The most developed part of game-theoretic probability deals with discrete time. These are the main approaches to continuous time:

• Shafer and Vovk (2001, Chapter 11) developed a continuous-time theory based on non-standard analysis. This theory is close to the discrete-time theory in that it involves genuine on-line interaction between the main players (Reality, Forecaster, Sceptic).
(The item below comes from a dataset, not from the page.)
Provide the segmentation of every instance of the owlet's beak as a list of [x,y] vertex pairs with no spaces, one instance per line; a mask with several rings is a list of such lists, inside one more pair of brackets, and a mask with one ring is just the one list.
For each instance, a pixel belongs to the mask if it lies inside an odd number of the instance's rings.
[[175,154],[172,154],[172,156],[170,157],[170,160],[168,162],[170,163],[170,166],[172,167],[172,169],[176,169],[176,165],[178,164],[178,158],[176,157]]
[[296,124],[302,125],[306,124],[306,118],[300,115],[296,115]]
The main disadvantage of this approach is that it is based on an arbitrary choice of an ultrafilter on the set of natural numbers; this makes it aesthetically less appealing.
• Takeuchi et al. (2007) developed an approach based on Takeuchi's technique of "high-frequency limit order strategies" and avoiding non-standard analysis.
• In a series of papers Vovk suggested to widen class of trading strategies used by Takeuchi et al. (2007) to ensure the sigma-subadditivity of upper probability. This led to more compact statements of the main results but re-introduced the requirement of measurability of trading strategies. It remains an open question whether the need for measurability is real: cf. the article "Coherence of game-theoretic Brownian motion".

Bibliography

• Glenn Shafer and Vladimir Vovk. Probability and finance: It's only a game!. New York: Wiley, 2001.
• Kei Takeuchi, Masayuki Kumon, Akimichi Takemura. A new formulation of asset trading games in continuous time with essential forcing of variation exponent. arXiv technical report, August 2007.
• Vladimir Vovk. Continuous-time trading and the emergence of randomness. arXiv technical report, December 2007.
• Vladimir Vovk. Continuous-time trading and the emergence of volatility. arXiv technical report, December 2007.
• Vladimir Vovk. Game-theoretic Brownian motion. arXiv technical report, January 2008.
• Vladimir Vovk. Continuous-time trading and the emergence of probability. arXiv technical report, August 2010.
• Vladimir Vovk. Rough paths in idealized financial markets. arXiv technical report, May 2010.